To have a dog in the manger attitude is to be spiteful and mean-spirited.
To have a dog in the manger attitude is to be spiteful and mean-spirited.
The infamous ‘dog in a manger’, who occupied the manger not because he wanted to eat the hay there but to prevent the other animals from doing so, is generally said to have been the invention of the Greek storyteller Aesop (circa 600 BC).
Many of the fables that have been credited to Aesop do in fact date from well before the 5th century BC and modern scholarship doesn’t give much credence to the idea that Aesop’s Fables, as we now know them, were written by him at all. Accounts of Aesop’s life are vague and date from long after his death and some scholars doubt that there ever was a real Aesop. If he existed at all, it was as an editor of earlier Greek and Sumerian stories rather than as the writer of them.

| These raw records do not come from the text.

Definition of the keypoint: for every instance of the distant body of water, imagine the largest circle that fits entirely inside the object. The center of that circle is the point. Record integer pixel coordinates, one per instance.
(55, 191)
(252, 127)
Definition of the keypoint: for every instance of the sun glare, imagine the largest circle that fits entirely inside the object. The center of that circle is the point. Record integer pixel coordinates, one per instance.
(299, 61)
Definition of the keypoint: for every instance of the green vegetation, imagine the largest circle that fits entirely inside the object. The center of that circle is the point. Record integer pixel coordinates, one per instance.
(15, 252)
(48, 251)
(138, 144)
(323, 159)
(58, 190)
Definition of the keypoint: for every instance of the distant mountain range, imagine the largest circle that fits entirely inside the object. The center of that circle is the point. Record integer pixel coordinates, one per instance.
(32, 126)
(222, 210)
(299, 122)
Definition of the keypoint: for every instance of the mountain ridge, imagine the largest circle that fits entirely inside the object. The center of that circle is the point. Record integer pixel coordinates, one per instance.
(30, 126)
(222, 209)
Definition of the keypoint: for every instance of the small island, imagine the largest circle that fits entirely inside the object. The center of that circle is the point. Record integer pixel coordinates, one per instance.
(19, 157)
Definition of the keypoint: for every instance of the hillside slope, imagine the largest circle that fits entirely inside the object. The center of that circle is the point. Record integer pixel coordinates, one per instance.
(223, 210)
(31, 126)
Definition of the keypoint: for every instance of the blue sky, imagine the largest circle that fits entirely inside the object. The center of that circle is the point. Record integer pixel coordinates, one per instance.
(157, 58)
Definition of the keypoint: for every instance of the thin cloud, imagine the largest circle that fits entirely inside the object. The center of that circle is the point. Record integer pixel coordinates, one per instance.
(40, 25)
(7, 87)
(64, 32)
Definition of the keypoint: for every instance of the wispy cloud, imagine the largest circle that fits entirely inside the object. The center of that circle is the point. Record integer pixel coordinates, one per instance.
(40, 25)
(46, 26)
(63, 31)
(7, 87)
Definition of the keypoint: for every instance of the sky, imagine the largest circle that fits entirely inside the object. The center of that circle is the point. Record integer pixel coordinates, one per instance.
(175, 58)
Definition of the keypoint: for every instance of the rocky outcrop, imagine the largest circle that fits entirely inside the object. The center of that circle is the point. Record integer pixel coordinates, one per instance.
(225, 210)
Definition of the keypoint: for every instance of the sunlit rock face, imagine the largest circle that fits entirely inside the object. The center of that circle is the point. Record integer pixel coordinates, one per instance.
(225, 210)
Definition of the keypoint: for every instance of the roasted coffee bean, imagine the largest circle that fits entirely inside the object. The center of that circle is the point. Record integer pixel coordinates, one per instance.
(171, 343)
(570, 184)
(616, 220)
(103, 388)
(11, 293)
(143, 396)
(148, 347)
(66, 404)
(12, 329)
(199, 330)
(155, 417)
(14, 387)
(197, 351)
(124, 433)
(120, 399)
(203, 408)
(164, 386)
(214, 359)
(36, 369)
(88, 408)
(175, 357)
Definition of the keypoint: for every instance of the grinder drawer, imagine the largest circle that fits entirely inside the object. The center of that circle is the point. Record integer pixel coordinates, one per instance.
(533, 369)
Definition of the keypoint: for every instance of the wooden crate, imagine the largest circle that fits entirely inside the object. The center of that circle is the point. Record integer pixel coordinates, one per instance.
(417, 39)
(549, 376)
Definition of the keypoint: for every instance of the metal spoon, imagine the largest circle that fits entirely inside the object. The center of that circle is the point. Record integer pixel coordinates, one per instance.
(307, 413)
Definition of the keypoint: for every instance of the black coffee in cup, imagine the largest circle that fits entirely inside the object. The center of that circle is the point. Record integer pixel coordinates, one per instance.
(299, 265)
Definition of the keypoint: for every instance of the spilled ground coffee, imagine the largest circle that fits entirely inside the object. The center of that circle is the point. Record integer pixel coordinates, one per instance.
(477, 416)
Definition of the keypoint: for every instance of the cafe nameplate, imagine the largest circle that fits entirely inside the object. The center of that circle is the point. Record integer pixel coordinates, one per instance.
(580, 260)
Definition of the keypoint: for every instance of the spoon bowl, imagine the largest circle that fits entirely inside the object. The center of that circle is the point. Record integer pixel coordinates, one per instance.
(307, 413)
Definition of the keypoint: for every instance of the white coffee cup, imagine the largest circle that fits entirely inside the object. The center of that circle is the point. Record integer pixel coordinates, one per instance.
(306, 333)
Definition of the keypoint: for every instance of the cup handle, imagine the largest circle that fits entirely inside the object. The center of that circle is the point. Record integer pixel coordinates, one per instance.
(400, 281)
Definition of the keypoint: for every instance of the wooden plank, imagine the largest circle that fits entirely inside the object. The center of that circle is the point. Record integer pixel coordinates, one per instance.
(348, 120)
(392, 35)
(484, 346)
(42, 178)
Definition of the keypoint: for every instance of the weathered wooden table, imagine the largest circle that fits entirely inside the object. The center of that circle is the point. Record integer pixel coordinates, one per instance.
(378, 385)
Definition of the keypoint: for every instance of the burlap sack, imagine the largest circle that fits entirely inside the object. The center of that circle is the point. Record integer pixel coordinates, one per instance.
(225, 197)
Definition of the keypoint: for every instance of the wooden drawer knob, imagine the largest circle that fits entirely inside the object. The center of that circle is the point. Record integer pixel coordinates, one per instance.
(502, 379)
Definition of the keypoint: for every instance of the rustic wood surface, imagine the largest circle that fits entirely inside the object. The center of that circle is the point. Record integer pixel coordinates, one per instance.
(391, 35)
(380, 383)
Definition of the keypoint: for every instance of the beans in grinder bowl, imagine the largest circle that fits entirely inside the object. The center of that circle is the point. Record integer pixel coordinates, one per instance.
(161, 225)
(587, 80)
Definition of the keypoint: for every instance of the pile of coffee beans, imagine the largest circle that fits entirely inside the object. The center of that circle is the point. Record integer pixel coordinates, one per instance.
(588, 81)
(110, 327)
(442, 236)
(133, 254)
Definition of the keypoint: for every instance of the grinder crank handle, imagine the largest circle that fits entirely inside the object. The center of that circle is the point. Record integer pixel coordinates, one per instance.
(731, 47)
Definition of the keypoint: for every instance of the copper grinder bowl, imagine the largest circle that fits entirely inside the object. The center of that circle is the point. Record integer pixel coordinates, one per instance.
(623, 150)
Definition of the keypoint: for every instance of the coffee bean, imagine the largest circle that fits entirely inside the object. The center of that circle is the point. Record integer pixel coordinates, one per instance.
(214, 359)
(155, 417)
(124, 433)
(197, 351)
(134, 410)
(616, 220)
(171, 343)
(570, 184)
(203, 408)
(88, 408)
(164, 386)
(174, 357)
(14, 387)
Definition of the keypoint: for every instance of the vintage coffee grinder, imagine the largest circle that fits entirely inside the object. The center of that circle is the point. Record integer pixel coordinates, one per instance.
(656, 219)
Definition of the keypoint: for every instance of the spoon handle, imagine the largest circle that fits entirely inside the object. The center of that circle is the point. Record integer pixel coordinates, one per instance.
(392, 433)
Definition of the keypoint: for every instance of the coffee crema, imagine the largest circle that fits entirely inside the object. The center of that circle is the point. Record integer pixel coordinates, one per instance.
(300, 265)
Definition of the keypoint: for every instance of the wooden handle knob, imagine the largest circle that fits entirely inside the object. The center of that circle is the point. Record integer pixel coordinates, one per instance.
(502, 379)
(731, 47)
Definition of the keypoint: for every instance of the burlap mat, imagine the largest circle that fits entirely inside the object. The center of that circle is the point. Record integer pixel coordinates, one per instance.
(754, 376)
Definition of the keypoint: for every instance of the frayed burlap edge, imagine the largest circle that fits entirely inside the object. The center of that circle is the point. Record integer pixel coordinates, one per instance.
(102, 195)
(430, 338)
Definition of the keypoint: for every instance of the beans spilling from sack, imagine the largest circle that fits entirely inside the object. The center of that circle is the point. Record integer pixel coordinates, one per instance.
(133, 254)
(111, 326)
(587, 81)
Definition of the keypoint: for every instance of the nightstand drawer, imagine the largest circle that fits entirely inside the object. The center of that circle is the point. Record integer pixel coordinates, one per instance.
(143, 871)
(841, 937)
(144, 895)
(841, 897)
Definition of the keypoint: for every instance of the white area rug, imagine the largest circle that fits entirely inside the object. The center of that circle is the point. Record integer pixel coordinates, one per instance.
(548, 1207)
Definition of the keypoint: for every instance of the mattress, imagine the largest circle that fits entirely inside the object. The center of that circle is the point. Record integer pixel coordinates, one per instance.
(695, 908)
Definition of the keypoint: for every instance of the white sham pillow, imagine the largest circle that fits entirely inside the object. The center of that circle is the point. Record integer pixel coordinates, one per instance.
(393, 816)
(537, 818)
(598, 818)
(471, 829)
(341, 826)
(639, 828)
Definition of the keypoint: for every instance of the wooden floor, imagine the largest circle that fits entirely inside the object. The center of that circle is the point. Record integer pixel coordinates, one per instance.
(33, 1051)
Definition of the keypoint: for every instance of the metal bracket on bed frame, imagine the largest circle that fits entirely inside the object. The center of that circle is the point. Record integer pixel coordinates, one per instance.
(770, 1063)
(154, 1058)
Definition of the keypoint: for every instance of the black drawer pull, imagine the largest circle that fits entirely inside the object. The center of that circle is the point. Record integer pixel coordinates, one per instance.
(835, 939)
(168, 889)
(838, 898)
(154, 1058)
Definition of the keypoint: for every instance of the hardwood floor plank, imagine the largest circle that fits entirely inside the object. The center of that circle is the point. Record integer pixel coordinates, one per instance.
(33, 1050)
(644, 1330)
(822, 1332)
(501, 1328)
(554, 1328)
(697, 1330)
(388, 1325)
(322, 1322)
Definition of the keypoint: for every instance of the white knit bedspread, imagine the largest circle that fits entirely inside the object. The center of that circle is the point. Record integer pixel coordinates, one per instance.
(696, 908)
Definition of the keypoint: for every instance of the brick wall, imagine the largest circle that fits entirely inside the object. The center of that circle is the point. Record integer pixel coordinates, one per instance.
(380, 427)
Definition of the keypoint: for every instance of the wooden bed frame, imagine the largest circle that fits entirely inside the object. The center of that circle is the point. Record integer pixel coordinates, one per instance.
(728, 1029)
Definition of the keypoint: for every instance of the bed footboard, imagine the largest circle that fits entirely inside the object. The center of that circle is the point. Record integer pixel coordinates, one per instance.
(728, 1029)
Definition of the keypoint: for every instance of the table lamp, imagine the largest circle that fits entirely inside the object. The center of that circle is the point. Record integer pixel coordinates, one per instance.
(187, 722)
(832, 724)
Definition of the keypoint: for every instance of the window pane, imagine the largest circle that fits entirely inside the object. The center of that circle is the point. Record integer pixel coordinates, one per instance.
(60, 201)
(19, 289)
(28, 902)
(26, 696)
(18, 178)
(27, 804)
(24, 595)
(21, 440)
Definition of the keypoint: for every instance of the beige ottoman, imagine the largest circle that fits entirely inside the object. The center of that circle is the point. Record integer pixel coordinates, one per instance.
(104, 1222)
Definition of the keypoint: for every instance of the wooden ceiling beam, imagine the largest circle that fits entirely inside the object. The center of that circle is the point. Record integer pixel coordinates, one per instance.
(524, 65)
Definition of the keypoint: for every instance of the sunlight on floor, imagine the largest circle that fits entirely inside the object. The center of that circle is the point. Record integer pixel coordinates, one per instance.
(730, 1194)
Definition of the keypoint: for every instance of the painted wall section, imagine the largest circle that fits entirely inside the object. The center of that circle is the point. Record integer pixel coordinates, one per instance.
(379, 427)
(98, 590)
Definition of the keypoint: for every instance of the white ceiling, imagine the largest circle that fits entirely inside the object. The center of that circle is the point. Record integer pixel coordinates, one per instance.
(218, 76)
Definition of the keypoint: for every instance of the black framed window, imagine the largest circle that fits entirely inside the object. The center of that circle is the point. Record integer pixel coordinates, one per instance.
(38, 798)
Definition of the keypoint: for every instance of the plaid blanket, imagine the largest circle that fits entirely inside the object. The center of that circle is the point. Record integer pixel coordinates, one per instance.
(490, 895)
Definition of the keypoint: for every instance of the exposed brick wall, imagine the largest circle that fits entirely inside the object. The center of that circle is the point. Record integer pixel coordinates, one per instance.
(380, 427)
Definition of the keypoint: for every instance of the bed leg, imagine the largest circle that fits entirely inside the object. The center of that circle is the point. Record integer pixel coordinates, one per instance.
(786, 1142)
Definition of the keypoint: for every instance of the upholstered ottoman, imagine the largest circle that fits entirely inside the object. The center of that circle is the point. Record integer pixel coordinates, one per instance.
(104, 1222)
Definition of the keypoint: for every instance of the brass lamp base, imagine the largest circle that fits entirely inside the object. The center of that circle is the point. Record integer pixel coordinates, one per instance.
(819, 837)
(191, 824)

Nothing written by Aesop now exists in any form. Nevertheless, you can go into any bookshop and buy a copy of ‘Aesop’s Fables‘ and, for this book more than others, that is largely thanks to the invention of the movable type printing press. Following the production of the Gutenberg Bible in the 1450s, European printers began to look around for other suitable works to print. What better way to educate the common herd than to provide them with the uplifting moral tales of Aesop? The German printer Heinrich Steinhowel set to the task and printed the first German version in 1480. The first English version followed soon after when Caxton adapted the German version into English in 1484.
It seems that Steinhowel had decided that Aesop’s fables weren’t quite uplifting enough and he added the ‘Dog in the Manger’ in his 1480 version. There’s no mention of the story in the Greek descriptions of the fables, some of which date from the 4th century BC. While not being included by Aesop, the story itself is ancient, having been cited in several early Greek texts and in English in John Gower’s Confessio Amantis, circa 1390:
Though it be not the hound’s habit
To eat chaff, yet will he warn off
An ox that commeth to the barn
Thereof to take up any food.
The first specific reference to ‘a dog in a manger’ is quite old, being first cited in William Bullein’s A dialogue against the feuer pestilence, 1564:
“Like vnto cruell Dogges liyng in a Maunger, neither eatyng the Haye theim selues ne sufferyng the Horse to feed thereof hymself.”
‘Dog in the manger’ is still used allusively to refer to any churlish behaviour of the ‘spoilsport’ sort. If Google searches are anything to go by, you are just as likely to find it written as ‘Dog in the manager’, a surreal version that escaped even the inventive Steinhowel.